When the Redskins drafted Sean Taylor on April 24, 2004, I screamed. I was in college, watching the draft and couldn’t have been more excited. Until that point, I hadn’t yelled like that for a single Redskins’ moment since going to RFK Stadium with my father as a kid.
But when he was killed five years ago, a part of my love for the team went with him. It wasn’t solely because of his athletic ability: Taylor was a player that many people, particularly young black men, could relate to well. He was familiar; that kid from your ’hood that made it.
Of course, he wasn’t without 'baggage,” as many liked to put it. Some thought he was too aggressive, too brash and not mature enough.In his second year, he was fined for wearing the wrong socks and spitting on a guy during a game.
Before that, he was arrested on suspicion of driving under the influence while returning from a birthday party. Later, he was labeled a person of interest in an incident involving guns and stolen sport-utility vehicles in Florida.
Because of this off-field troubles, he might not have lasted long in the league if he hadn’t been a great player. But he made it past them and became the family man he'd always wanted to be. Indeed, Taylor was the guy that you could root for even when he might not deserve it.
Although not many of us are blessed with world-class athletic ability, loss of someone at such a young age are something that too many of us are forced to deal with. Be it murder, incarceration or drug use, the reason Sean's story hit home so hard around here is because it was all too familiar.
Brutally unfair violent deaths are still just another part of life for black people, especially men.

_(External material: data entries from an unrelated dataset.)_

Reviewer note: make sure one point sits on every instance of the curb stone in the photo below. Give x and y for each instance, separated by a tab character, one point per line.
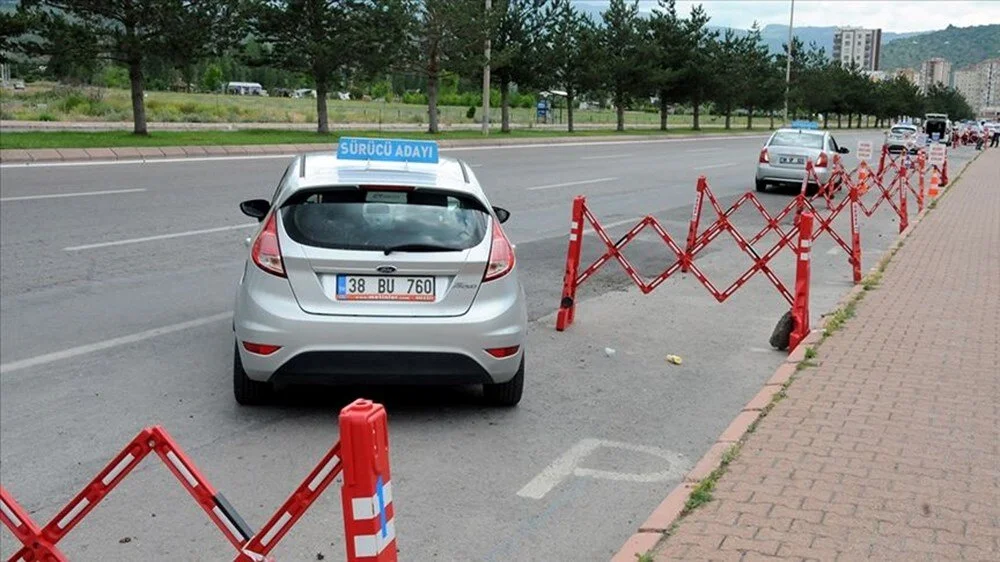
672	509
27	156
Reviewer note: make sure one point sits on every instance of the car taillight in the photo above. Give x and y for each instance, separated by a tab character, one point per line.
260	348
502	352
266	252
501	255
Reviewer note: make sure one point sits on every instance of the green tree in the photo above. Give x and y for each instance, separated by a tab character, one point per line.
211	79
698	74
624	67
763	82
570	50
666	43
442	37
132	33
330	40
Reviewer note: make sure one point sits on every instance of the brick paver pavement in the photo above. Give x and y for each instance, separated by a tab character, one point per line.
890	449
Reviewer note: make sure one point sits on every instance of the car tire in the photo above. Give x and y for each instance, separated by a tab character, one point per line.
247	391
506	394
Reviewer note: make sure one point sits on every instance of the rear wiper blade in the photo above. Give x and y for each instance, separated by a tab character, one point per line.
419	248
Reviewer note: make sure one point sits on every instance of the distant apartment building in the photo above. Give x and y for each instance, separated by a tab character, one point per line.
912	75
979	84
935	71
855	45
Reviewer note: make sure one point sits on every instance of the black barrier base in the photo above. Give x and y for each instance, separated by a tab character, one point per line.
782	332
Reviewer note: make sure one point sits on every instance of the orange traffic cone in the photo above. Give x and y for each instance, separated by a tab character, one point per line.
935	182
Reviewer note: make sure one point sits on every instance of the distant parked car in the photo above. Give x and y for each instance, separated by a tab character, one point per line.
902	138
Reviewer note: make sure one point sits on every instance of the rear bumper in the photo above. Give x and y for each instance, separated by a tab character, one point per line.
326	349
378	368
775	174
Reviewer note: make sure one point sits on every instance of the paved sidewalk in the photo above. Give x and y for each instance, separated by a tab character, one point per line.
890	448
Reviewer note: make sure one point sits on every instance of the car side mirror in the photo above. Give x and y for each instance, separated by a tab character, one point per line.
502	214
256	208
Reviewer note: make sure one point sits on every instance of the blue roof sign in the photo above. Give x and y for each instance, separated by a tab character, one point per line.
805	125
387	150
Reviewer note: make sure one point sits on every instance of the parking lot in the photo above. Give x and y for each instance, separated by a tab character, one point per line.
117	285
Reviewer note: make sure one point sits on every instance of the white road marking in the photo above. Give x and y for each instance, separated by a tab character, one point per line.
569	465
157	237
108	344
714	166
451	149
569	183
62	195
604	157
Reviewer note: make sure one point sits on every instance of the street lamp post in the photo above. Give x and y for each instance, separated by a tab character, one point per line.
486	78
788	63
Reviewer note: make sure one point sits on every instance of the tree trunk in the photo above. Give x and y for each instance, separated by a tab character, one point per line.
663	110
322	115
138	100
504	106
569	109
620	112
432	84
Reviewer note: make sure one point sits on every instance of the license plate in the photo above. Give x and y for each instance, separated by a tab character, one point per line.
385	288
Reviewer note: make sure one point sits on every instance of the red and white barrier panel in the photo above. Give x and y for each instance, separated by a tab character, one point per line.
363	460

Taylor was only 2 years younger than I was when he died. I think every man that's grown up in a place where random and not-so-random violence is a regular threat has been forced to deal with their own mortality in a jarring way.
In a world full of inequalities, violent loss of life is always top of mind for black men. You're taught from early age that if you do the so-called right thing, you can make it past the pitfalls that doom so many low-income communities across America. For some people, it's the only hope they have.
So I don't ask “why?” when it comes to Sean Taylor. I never asked why my older cousin was gunned down when I was a child. And as gross as it sounds, I rarely ask why when I read of the dozens of slayings that occur in this city on a regular basis, regardless of race. The reason is because quite frankly, the why doesn’t matter.
And after that fateful day, a memorial to him that went up at the Brookland Metro station that has still never been buffed — an incredible show of respect. While a lot of outsiders called Taylor a thug, a loose cannon and a criminal, we loved him.
And his death was another grim reminder that no matter how far black boys and men get in life, no matter how many people like you, it can end in a violent second for too, too many. Ask any brother under 35 who their favorite Redskins player is. I'll bet you lunch that a majority of them will tell you it's #21. Why? Because in a sense, he was all of us.